A Mountain’s story of human connection, coincidence, continents and time
“And as a mark of respect of that young man I am going to call the highest point we reached on that expedition, Mount Bryan” (from a letter written by Governor Gawler, Governor of South Australia in 1839)
That one line started an adventure to visit the mountain. That young man is my great great great Uncle. My maiden name is Bryan. Can I really have a connection with this Mountain on the other side of the world in Australia?
“To me the hills are part of my history and they’re becoming a part of yours” Tony Sumner commented when we discussed our connection.
“I guess you could say I’m the custodian of the story.”

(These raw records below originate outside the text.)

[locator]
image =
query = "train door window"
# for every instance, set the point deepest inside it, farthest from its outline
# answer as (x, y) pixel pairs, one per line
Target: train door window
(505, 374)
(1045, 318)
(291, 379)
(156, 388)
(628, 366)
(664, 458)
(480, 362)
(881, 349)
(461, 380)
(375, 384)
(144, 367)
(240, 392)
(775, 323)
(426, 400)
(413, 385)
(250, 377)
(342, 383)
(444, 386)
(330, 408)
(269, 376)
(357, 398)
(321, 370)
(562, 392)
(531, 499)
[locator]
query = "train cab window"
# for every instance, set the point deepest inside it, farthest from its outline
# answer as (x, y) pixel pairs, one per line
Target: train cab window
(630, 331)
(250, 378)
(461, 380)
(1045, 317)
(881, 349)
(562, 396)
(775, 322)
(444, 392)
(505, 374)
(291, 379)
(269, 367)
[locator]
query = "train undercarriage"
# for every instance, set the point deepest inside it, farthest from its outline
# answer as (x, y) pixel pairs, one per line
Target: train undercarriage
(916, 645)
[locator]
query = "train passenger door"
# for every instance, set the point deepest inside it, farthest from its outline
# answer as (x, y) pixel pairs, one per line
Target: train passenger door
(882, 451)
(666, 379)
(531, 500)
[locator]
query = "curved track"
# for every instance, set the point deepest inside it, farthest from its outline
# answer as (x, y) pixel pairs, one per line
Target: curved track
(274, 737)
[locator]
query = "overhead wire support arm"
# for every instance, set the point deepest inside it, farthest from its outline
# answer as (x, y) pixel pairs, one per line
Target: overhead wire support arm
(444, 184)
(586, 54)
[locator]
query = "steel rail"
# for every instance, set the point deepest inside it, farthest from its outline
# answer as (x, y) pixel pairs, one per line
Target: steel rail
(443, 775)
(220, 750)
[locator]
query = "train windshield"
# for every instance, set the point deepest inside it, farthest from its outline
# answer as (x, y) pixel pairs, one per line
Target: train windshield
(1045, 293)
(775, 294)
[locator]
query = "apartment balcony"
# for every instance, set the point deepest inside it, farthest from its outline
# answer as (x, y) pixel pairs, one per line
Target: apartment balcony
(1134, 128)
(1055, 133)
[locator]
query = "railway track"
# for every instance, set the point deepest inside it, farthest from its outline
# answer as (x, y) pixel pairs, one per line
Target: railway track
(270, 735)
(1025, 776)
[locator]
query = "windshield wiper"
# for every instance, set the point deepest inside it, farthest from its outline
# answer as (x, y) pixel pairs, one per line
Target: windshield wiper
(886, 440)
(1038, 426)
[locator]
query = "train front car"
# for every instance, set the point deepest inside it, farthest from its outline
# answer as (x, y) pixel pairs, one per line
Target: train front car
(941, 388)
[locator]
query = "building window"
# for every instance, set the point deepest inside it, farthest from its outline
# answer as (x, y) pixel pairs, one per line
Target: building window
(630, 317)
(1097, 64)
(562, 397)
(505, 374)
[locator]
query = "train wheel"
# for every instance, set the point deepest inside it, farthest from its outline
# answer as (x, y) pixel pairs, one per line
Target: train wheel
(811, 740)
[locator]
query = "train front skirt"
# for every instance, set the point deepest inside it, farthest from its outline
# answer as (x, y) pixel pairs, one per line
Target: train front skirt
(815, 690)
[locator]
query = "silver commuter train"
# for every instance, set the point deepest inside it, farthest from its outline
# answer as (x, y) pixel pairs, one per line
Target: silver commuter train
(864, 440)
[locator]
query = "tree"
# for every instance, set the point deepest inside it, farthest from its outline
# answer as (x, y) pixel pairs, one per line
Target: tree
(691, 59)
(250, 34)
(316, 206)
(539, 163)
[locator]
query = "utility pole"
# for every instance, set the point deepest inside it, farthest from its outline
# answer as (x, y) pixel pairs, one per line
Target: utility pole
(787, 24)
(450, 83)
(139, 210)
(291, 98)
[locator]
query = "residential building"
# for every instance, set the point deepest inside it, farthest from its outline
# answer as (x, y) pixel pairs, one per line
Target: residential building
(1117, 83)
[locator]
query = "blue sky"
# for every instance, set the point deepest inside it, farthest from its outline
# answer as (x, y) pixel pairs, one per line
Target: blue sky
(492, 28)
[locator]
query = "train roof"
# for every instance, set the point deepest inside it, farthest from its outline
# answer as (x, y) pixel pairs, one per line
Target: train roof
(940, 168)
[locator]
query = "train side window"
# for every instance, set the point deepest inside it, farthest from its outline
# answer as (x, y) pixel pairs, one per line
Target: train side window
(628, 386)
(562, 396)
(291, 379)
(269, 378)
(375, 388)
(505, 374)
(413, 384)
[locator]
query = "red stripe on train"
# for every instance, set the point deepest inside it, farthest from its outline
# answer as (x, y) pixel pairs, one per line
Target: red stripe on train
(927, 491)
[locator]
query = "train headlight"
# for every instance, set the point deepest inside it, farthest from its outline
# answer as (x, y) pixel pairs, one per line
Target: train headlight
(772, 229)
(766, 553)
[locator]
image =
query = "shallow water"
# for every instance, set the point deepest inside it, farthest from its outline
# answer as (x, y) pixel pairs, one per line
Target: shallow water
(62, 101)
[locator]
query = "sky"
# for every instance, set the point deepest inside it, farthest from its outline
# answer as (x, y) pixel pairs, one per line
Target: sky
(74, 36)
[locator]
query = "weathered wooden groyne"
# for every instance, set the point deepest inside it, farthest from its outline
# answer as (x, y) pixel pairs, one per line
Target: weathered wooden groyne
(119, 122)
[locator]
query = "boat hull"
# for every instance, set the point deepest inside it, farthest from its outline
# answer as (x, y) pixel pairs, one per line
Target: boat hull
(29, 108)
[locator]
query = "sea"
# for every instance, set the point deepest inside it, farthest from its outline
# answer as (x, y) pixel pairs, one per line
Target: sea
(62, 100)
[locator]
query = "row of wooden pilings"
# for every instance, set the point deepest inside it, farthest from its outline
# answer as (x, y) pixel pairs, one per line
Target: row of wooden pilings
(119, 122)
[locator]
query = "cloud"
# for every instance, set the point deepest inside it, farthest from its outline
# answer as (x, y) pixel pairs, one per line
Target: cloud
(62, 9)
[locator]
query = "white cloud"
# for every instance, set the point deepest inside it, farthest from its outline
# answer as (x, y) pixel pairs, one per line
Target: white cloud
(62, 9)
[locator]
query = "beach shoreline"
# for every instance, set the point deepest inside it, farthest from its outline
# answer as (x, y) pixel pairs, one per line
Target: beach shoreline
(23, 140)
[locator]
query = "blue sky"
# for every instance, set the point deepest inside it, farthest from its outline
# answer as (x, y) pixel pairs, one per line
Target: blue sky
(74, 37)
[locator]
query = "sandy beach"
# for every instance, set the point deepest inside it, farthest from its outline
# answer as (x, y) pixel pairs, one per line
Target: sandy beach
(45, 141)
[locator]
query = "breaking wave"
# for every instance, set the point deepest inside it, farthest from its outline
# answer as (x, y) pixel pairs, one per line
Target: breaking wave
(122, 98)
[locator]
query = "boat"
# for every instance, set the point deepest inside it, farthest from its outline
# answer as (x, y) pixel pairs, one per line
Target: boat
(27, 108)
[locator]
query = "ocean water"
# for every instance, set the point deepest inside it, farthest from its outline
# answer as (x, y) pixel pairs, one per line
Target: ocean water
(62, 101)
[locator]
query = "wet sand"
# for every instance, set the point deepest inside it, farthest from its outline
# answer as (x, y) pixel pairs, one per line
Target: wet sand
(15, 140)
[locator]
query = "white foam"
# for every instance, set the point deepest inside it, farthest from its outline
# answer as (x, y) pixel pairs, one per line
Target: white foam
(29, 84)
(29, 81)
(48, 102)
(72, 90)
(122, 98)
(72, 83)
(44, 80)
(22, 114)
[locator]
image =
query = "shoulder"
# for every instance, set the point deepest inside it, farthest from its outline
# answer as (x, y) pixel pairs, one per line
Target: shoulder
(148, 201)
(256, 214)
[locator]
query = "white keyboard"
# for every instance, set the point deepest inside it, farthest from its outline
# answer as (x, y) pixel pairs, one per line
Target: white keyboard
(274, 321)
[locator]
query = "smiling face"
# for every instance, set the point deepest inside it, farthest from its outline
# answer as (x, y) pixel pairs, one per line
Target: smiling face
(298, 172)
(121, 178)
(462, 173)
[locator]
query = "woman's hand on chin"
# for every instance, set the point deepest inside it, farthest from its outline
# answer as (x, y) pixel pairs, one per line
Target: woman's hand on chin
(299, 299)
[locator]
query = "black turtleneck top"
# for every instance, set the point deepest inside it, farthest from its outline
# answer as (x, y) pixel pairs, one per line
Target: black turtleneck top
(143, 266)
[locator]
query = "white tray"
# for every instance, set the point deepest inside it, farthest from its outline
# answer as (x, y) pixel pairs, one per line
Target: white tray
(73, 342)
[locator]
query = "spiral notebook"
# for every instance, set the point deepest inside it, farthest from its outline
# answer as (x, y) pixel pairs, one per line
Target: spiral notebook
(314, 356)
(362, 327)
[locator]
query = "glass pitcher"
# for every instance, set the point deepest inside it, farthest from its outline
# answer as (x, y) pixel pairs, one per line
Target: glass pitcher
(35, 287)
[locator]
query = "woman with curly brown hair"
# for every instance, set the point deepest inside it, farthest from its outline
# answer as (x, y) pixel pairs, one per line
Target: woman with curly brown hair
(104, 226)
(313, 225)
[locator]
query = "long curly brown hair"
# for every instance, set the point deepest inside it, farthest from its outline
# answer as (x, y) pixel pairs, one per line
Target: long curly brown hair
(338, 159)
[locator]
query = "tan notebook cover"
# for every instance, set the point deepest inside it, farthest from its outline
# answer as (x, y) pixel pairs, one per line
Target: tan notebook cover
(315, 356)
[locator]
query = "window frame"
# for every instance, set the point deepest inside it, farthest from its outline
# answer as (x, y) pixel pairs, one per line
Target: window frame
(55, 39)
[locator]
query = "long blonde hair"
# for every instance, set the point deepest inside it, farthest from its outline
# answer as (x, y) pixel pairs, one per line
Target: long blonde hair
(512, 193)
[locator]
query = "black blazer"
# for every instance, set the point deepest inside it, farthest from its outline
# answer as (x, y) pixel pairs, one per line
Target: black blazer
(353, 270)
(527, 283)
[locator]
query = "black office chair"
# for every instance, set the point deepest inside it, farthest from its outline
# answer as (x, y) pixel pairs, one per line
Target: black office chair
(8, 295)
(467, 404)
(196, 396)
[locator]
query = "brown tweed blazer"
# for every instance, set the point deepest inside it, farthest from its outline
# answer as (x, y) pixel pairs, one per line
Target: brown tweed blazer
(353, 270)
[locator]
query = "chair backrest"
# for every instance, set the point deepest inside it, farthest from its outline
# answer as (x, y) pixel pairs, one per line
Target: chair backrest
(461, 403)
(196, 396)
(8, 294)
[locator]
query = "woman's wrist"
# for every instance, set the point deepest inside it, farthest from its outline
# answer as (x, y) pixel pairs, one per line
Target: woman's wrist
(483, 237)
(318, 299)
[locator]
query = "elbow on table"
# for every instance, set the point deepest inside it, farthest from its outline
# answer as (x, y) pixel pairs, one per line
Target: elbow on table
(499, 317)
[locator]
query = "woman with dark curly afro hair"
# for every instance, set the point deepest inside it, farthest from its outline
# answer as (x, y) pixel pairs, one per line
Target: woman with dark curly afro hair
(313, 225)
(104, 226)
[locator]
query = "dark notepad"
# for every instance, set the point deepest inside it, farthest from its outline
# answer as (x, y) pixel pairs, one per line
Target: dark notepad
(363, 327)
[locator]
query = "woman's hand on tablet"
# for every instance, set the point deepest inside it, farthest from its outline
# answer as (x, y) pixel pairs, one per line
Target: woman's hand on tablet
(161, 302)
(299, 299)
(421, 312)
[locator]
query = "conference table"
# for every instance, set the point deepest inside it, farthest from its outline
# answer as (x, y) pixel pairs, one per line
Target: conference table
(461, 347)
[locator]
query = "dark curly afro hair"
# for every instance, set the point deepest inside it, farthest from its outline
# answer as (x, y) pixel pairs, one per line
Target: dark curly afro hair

His family have farmed the land on the Mount ever since that expedition was made in 1839. England had requested that an expedition was mounted to discover further land for agriculture. Bryan, age 19, an aide to the Governor, begged to join the group. Due to a failing horse and lack of water he disappeared and has never been seen again . “What happened to him … where did he perish … the locals have never had closure from his disappearance” Tony says.
It was becoming obvious that if you know this mountain it starts to know you. “It was a high spot, it was respected … would I say it was sacred? I would say a very strong yes”. Tony tells me, acknowledging aboriginals would have lived here.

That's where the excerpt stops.